How To Perform A Breast Self-Exam The Right Way

Breast cancer is the second leading cause of death in women between the ages of 15-54. Unfortunately, with delayed diagnosis comes a higher rate of mortality. It is important that women are aware of their bodies and know what to look for at an early stage. So, here is how you can do that.

1. Get a good look

The best time to perform your self-exam is when you are in the shower. Part of this is because you are already naked, but also it’s because your skin will be smoother (less friction) and the soap will help you feel any abnormalities that may not otherwise be noticed. Now, take off your shirt and bra (if applicable). If you cannot do this, then wrap a towel around yourself to act as a temporary barrier between the self-exam area and clothing.  Now put your hand behind your head and use the other hand to gently pull down on each breast one at a time, starting with the outside arm the furthest away from the side that is being lifted for examination. Examine all areas of both breasts using a clock-face pattern, starting with the nipple. First, check the outer section of both breasts, then move towards the inner part until you get to 6 o’clock—right where your breast meets your chest wall. This is an important area to focus on because about 1 in 5 cancers begins here. 

After that, examine the underneath side of both breasts, then move to the nipple itself. Now spin around so that your back is facing the mirror and do a few quick squeezes of each breast while holding your arm against it—this will help you get used to how they feel when touched. Many breast cancer symptoms are subtle, and you may not notice them at first. Take note of anything that feels abnormal or that might even be slightly tender (pain can often be a symptom of early breast cancer, so don’t brush it off). 

2. Do BSE every month

Once you have familiarized yourself with how your breasts feel when touched and examined each one individually in the shower or another setting, do a monthly BSE to look for any changes over time. Be sure to start this process at least a week after your period, since women typically notice changes during menstruation that might not be very important.  The basic idea is the same as before, but instead of examining each breast one at a time, put both hands behind your head and feel both breasts simultaneously. Examine the entire area of the breast with firm squeezes—lifting, swirling, and gently pressing all around (and underneath) until you’ve done a full circle. Here’s another tip: if you find an abnormality, mark it on your calendar for next month, so you can examine it again and keep track of any changes over time. Try to be less stressed and avoid distractions during this time because you will need to focus on finding anything that might seem suspect. If you’re worried about something you notice, be sure to make an appointment with your OBGYN.

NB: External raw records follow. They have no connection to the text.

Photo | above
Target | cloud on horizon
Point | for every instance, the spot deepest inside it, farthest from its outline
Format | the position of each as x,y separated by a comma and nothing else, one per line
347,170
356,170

3. You can follow a YouTube video to help you

Once you have familiarized yourself with how your breasts feel and the process of performing a breast self-exam, it can be helpful to watch a video like this. This is also a great way to explain what you’re doing (and why) to someone else—such as your daughter or best friend. Breast cancer is important for women to keep track of because early diagnosis leads to higher survival rates—so if you perform regular examinations and look out for any changes in texture, shape, size, color, spots, lumps, or discomfort then you will be able to catch cancer right at its earliest stage. This will enable you to get the help that you need before things become serious. Everyone makes mistakes once in a while, even doctors! That’s why it’s significant to schedule annual check-ups and not rely on monthly BSEs or YouTube videos alone. When breast cancer is discovered early, it can be treated more easily—but only if you go to the doctor right away. It isn’t pleasant, but it never hurts to double-check yourself by getting a professional opinion when in doubt about what you’re seeing or feeling.

4. Ask your doctor for more tips and advice

If you’re not sure how often to perform breast self-exams or what you should be looking out for, get in touch with your OBGYN or family doctor. They’ll have helpful tips and tricks to get you started, and may even give you a refresher course from time to time so that it doesn’t become routine. Plus, MSK doctors have the expertise and experience necessary to examine your breasts thoroughly if any abnormalities are detected. What’s more—if they find anything unusual during a mammogram, ultrasound, MRI, or other imaging tests, then they will refer you right away to our breast cancer specialists. So don’t be shy about asking questions—doctors want their patients to understand the importance of performing BSEs to reduce the risk of breast cancer, but they’re also there to help if you have any concerns along the way. 

The most important thing is to find the right balance in your life so that you can perform regular breast self-exams—but at the same time, not let BSEs take over your schedule. This can be difficult when combining work, exams, and other responsibilities along with family obligations. However, there’s no reason why you shouldn’t follow these tips. That said, since monthly exams are recommended, it may require some advanced planning on your part (especially if you’re busy). If you feel like 3 months is too long of a break between BSEs then mark the next day of the month on your calendar or set an alarm on your phone, so it prompts you to do this task. You could also ask friends or family members to remind you as well.

Self-examination is essential for the early detection of breast cancer and can help save lives. If you feel like something might be wrong, don’t ignore it—take action! It’s better to know what’s wrong and deal with it now than to live in ignorance and regret it later. The only way we’re going to reduce the rates of this terrible disease is if we actually do something constructive.